The Holy Land

Theatrical Trailer

Director Interview

Press Quotes

“The Holy Land is one of the freshest, most original movies you’ll see this year.”
Detroit Free Press, by John Monaghan, September 17, 2003

“Eitan Gorlin’s outstanding first feature…thanks to excellent writing, superlative acting and evocative location work…”
Las Vegas Mercury, Critic’s Pick, by Anthony Allison, October 23-29, 2003

“(Gorlin) provides a richly detailed sense of both place and character that infuses the film with a subtle truthfulness. The central relationship is depicted with an ambiguity and complexity that defies easy characterization, with the characters revealing unexpected and surprising depths. Equally effective is the depiction of violence-torn Israel…”
Hollywood Reporter, by Frank Scheck, July 11-13, 2003

Press Links

Awards

Grand Jury Prize, Slamdance Film Festival, 2002

Audience Award, Avignon/New York Film Festival, 2002

IFP “Someone to Watch” Spirit Award, 2003 (nominee)

Plot Summary

Mendy, an alienated and distracted rabbinical student, is called into his rabbi’s study. The rabbi, quoting an obscure Talmudic passage, suggests that Mendy clear his head by visiting a prostitute. At a Tel Aviv brothel, he meets Sasha, a nineteen-year-old prostitute from Russia. Mendy becomes obsessed with Sasha, following her to a party in Jerusalem where Mike, another Sasha client, owns a bar.

Mike, a former war photographer from America, owns “Mike’s Place,” a Jerusalem dive bar where Jews and Arabs drink side by side. Mike becomes a mentor to Mendy, even hiring him to bartend at his pub. There, Mendy meets Razi, an Arab wheeler and dealer, and the Exterminator, an M-16-weilding, American-born Jewish settler.

Mike’s motives in befriending Mendy are unclear. He and Razi have a package stored at a Bedouin tent compound in the West Bank that they need smuggled into Israel proper. We assume that package contains drugs. The naïve Mendy, with his earlocks and yarmulke, is the perfect mule.
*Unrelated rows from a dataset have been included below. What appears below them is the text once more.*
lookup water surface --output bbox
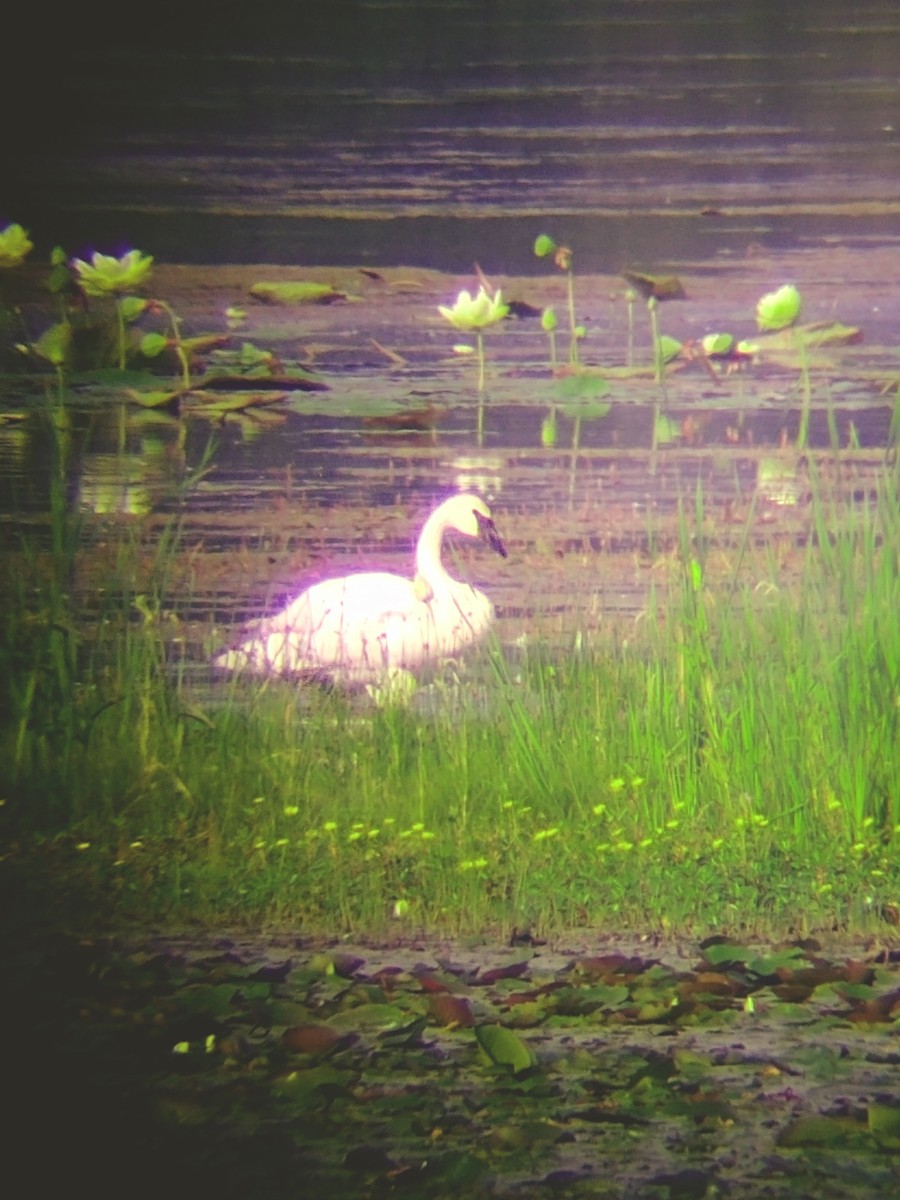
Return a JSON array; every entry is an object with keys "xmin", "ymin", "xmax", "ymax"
[{"xmin": 5, "ymin": 0, "xmax": 900, "ymax": 270}]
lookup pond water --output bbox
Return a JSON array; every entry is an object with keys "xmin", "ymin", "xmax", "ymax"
[
  {"xmin": 1, "ymin": 246, "xmax": 895, "ymax": 664},
  {"xmin": 6, "ymin": 0, "xmax": 900, "ymax": 271},
  {"xmin": 2, "ymin": 2, "xmax": 897, "ymax": 662}
]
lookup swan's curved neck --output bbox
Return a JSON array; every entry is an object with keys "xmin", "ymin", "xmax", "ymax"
[{"xmin": 415, "ymin": 511, "xmax": 454, "ymax": 589}]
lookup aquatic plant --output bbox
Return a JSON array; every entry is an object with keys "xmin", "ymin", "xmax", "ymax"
[
  {"xmin": 2, "ymin": 451, "xmax": 896, "ymax": 940},
  {"xmin": 756, "ymin": 283, "xmax": 802, "ymax": 332},
  {"xmin": 0, "ymin": 223, "xmax": 35, "ymax": 366},
  {"xmin": 31, "ymin": 319, "xmax": 73, "ymax": 400},
  {"xmin": 0, "ymin": 222, "xmax": 33, "ymax": 269},
  {"xmin": 533, "ymin": 234, "xmax": 583, "ymax": 365},
  {"xmin": 138, "ymin": 298, "xmax": 194, "ymax": 389},
  {"xmin": 438, "ymin": 285, "xmax": 509, "ymax": 391},
  {"xmin": 71, "ymin": 249, "xmax": 154, "ymax": 298},
  {"xmin": 755, "ymin": 283, "xmax": 811, "ymax": 447},
  {"xmin": 540, "ymin": 306, "xmax": 559, "ymax": 368},
  {"xmin": 214, "ymin": 494, "xmax": 507, "ymax": 683},
  {"xmin": 72, "ymin": 248, "xmax": 154, "ymax": 369}
]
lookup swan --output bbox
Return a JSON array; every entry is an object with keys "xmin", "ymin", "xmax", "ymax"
[{"xmin": 213, "ymin": 493, "xmax": 507, "ymax": 683}]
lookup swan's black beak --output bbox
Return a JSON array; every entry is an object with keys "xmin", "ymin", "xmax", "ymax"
[{"xmin": 474, "ymin": 509, "xmax": 508, "ymax": 559}]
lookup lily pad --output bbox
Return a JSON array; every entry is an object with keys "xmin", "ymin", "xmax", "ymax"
[
  {"xmin": 474, "ymin": 1022, "xmax": 537, "ymax": 1073},
  {"xmin": 249, "ymin": 281, "xmax": 347, "ymax": 305}
]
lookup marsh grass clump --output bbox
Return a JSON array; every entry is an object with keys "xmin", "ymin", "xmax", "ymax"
[{"xmin": 1, "ymin": 461, "xmax": 897, "ymax": 939}]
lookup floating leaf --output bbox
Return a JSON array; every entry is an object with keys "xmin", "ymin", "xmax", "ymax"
[
  {"xmin": 186, "ymin": 390, "xmax": 289, "ymax": 415},
  {"xmin": 282, "ymin": 1024, "xmax": 349, "ymax": 1054},
  {"xmin": 249, "ymin": 281, "xmax": 346, "ymax": 305},
  {"xmin": 124, "ymin": 388, "xmax": 182, "ymax": 411},
  {"xmin": 198, "ymin": 371, "xmax": 328, "ymax": 393},
  {"xmin": 553, "ymin": 372, "xmax": 611, "ymax": 418},
  {"xmin": 379, "ymin": 1015, "xmax": 429, "ymax": 1045},
  {"xmin": 477, "ymin": 960, "xmax": 531, "ymax": 986},
  {"xmin": 474, "ymin": 1023, "xmax": 537, "ymax": 1073},
  {"xmin": 429, "ymin": 993, "xmax": 475, "ymax": 1027},
  {"xmin": 271, "ymin": 1065, "xmax": 351, "ymax": 1108},
  {"xmin": 363, "ymin": 405, "xmax": 445, "ymax": 432},
  {"xmin": 777, "ymin": 1114, "xmax": 871, "ymax": 1150},
  {"xmin": 868, "ymin": 1102, "xmax": 900, "ymax": 1150},
  {"xmin": 506, "ymin": 298, "xmax": 542, "ymax": 319},
  {"xmin": 533, "ymin": 233, "xmax": 556, "ymax": 257},
  {"xmin": 622, "ymin": 271, "xmax": 687, "ymax": 300},
  {"xmin": 182, "ymin": 334, "xmax": 232, "ymax": 356}
]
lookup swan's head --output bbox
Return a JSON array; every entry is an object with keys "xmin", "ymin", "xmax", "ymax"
[{"xmin": 436, "ymin": 493, "xmax": 507, "ymax": 559}]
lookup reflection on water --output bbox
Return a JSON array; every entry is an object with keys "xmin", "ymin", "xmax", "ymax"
[{"xmin": 6, "ymin": 0, "xmax": 900, "ymax": 271}]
Soldiers at the checkpoints rarely inspect Orthodox travelers.

After delivering Mike and Razi’s package to Jerusalem, Mendy puts Sasha in a taxi to Tel Aviv. Back in Tel Aviv, Sasha unexpectedly encounters her former piano teacher at the brothel. Shaken, Sasha decides to join Mendy and Mike in Jerusaelm.
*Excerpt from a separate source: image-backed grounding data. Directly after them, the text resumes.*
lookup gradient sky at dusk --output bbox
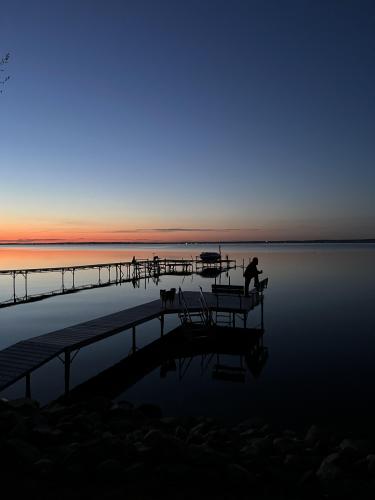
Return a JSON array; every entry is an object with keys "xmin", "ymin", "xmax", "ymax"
[{"xmin": 1, "ymin": 0, "xmax": 374, "ymax": 242}]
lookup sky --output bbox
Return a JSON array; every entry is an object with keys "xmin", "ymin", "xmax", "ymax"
[{"xmin": 1, "ymin": 0, "xmax": 374, "ymax": 242}]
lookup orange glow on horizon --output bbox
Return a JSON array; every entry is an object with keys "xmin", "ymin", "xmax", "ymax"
[
  {"xmin": 0, "ymin": 246, "xmax": 216, "ymax": 270},
  {"xmin": 0, "ymin": 226, "xmax": 254, "ymax": 244}
]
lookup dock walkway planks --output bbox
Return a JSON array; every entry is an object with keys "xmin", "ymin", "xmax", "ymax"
[{"xmin": 0, "ymin": 290, "xmax": 259, "ymax": 393}]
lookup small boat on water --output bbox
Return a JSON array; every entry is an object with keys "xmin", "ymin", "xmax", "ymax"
[{"xmin": 199, "ymin": 251, "xmax": 221, "ymax": 263}]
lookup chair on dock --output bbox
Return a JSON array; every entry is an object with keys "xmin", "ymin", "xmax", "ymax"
[
  {"xmin": 257, "ymin": 278, "xmax": 268, "ymax": 292},
  {"xmin": 211, "ymin": 284, "xmax": 244, "ymax": 326}
]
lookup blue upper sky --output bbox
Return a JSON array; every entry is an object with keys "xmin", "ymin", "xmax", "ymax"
[{"xmin": 1, "ymin": 0, "xmax": 374, "ymax": 241}]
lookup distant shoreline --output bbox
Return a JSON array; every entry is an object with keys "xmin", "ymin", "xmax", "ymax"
[{"xmin": 0, "ymin": 239, "xmax": 374, "ymax": 246}]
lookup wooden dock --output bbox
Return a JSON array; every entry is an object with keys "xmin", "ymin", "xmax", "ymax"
[
  {"xmin": 0, "ymin": 284, "xmax": 266, "ymax": 399},
  {"xmin": 0, "ymin": 257, "xmax": 236, "ymax": 309}
]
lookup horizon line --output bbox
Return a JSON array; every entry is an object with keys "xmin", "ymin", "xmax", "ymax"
[{"xmin": 0, "ymin": 238, "xmax": 374, "ymax": 246}]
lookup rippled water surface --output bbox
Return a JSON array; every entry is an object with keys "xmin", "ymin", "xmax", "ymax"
[{"xmin": 1, "ymin": 243, "xmax": 374, "ymax": 426}]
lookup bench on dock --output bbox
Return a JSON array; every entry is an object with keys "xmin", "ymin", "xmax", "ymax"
[
  {"xmin": 211, "ymin": 284, "xmax": 244, "ymax": 295},
  {"xmin": 212, "ymin": 278, "xmax": 268, "ymax": 296}
]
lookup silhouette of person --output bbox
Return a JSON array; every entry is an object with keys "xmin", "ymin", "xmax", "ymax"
[{"xmin": 244, "ymin": 257, "xmax": 262, "ymax": 296}]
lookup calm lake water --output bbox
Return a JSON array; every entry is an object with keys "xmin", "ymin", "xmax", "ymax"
[{"xmin": 1, "ymin": 243, "xmax": 374, "ymax": 427}]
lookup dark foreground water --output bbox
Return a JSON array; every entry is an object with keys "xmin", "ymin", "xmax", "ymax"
[{"xmin": 1, "ymin": 243, "xmax": 374, "ymax": 427}]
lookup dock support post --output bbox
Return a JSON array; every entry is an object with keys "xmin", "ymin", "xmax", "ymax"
[
  {"xmin": 243, "ymin": 313, "xmax": 247, "ymax": 328},
  {"xmin": 25, "ymin": 373, "xmax": 31, "ymax": 399},
  {"xmin": 64, "ymin": 351, "xmax": 70, "ymax": 396},
  {"xmin": 160, "ymin": 314, "xmax": 164, "ymax": 337},
  {"xmin": 24, "ymin": 272, "xmax": 28, "ymax": 300},
  {"xmin": 13, "ymin": 272, "xmax": 16, "ymax": 303},
  {"xmin": 132, "ymin": 326, "xmax": 136, "ymax": 354},
  {"xmin": 232, "ymin": 312, "xmax": 235, "ymax": 328}
]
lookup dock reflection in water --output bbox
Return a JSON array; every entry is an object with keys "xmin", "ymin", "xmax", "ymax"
[{"xmin": 65, "ymin": 325, "xmax": 268, "ymax": 403}]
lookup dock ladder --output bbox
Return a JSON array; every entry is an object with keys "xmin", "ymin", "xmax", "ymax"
[{"xmin": 178, "ymin": 287, "xmax": 214, "ymax": 327}]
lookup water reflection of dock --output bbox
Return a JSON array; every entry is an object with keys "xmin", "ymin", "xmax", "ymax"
[
  {"xmin": 0, "ymin": 282, "xmax": 267, "ymax": 400},
  {"xmin": 62, "ymin": 325, "xmax": 269, "ymax": 402},
  {"xmin": 0, "ymin": 257, "xmax": 236, "ymax": 309}
]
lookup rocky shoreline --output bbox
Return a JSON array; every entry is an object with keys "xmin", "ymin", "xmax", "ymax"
[{"xmin": 1, "ymin": 396, "xmax": 375, "ymax": 499}]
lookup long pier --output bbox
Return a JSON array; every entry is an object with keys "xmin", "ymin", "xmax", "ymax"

With both finding refuge at Mike’s East Jerusalem house, the relationship between Mendy and Sasha intensifies. All is well until Mendy’s rabbi shows up at “Mike’s Place.” The rabbi offers Mendy an ultimatum—return home within a week or he’ll tell Mendy’s parents what he’s been up to. As Mendy’s mother is American, Mendy and Sasha decide to use his American passport and her earnings to start a new life in Florida. But first Sasha must return to Tel Aviv to get her passport, being held ransom by her employers.

With Sasha in Tel Aviv, Razi and the Exterminator try to convince Mendy that Sasha is using him, that she’s only after his American passport.

And then there’s the question of the smuggled package. Does it simply contain drugs or could it be connected to the spate of bus bombings terrorizing Jerusalem? As Mike counsels Mendy, “There’s no return flight from Jerusalem. I’m afraid it’s a one way ticket.”